In my free time, I've been trying to improve my perl abilities by working on a script that uses LWP::Simple to poll one specific website's product pages to check the prices of products (I'm somewhat of a perl noob). This script also keeps a very simple backlog of the last price seen for that item (since the prices change frequently).
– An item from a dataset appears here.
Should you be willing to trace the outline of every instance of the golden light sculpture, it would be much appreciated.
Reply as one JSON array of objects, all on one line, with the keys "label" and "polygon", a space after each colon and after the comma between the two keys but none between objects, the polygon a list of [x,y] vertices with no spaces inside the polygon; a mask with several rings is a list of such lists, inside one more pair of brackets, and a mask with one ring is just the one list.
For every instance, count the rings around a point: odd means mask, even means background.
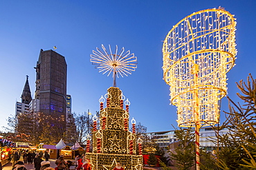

I was wondering if there was any way I could further automate the script so that I don't have to explicitly add the page's URL to the initial hash (i.e. keep an array of key terms and do a search query amazon to find the page or price?). Is there anyway way I could do this that doesn't involve me just copying Amazon's search URL and parsing in my keywords? (I'm aware that processing HTML with regex is generally bad form, I just used it since I only need one small piece of data).


#!usr/bin/perl
use strict;
use warnings;
use LWP::Simple;

my %oldPrice;
my %nameURL = (
    "Archer Season 1" => "http://www.amazon.com/Archer-Season-H-Jon-Benjamin/dp/B00475B0G2/ref=sr_1_1?ie=UTF8&qid=1297282236&sr=8-1",
    "Code Complete" => "http://www.amazon.com/Code-Complete-Practical-Handbook-Construction/dp/0735619670/ref=sr_1_1?ie=UTF8&qid=1296841986&sr=8-1",
    "Intermediate Perl" => "http://www.amazon.com/Intermediate-Perl-Randal-L-Schwartz/dp/0596102062/ref=sr_1_1?s=books&ie=UTF8&qid=1297283720&sr=1-1",
    "Inglorious Basterds (2-Disc)" => "http://www.amazon.com/Inglourious-Basterds-Two-Disc-Special-Brad/dp/B002T9H2LK/ref=sr_1_3?ie=UTF8&qid=1297283816&sr=8-3"
);

if (-e "backlog.txt"){
    open (LOG, "backlog.txt");
    while(){
        chomp;
        my @temp = split(/:\s/);
        $oldPrice{$temp[0]} = $temp[1];
    }
close(LOG);
}

print "\nChecking Daily Amazon Prices:\n";
open(LOG, ">backlog.txt");
foreach my $key (sort keys %nameURL){
    my $content = get $nameURL{$key} or die;
    $content =~  m{\s*\$(\d+.\d+)} || die;
    if (exists $oldPrice{$key} && $oldPrice{$key} != $1){
        print "$key: \$$1 (Was $oldPrice{$key})\n";
    }
    else{
    print "\n$key: $1\n";
    }
    print LOG "$key: $1\n";
}
close(LOG);
2

There are 2 answers

2
bvr On BEST ANSWER

I made simple script to demonstate Amazon search automation. Search url for all departments was changed with escaped search term. The rest of code is simple parsing with HTML::TreeBuilder. Structure of HTML in question can be easily examined with dump method (see commented-out line).

use strict; use warnings;

use LWP::Simple;
use URI::Escape;
use HTML::TreeBuilder;
use Try::Tiny;

my $look_for = "Archer Season 1";

my $contents
  = get "http://www.amazon.com/s/ref=nb_sb_noss?url=search-alias%3Daps&field-keywords="
        . uri_escape($look_for);

my $html = HTML::TreeBuilder->new_from_content($contents);
for my $item ($html->look_down(id => qr/result_\d+/)) {
    # $item->dump;      # find out structure of HTML
    my $title = try { $item->look_down(class => 'productTitle')->as_trimmed_text };
    my $price = try { $item->look_down(class => 'newPrice')->find('span')->as_text };

    print "$title\n$price\n\n";
}
$html->delete;
2
daxim On

Yes, the design can be improved. It's probably best to delete everything and start over with an existing full-featured web scraping application or framework, but since you want to learn:

  1. The name-to-URL map is configuration data. Retrieve it from outside of the program.
  2. Store the historic data in a database.
  3. Learn XPath and use it to extract data from HTML, it's easy if you already grok CSS selectors.

Other stackers, if you want to amend my post with the rationale for each piece of advice, go ahead and edit it.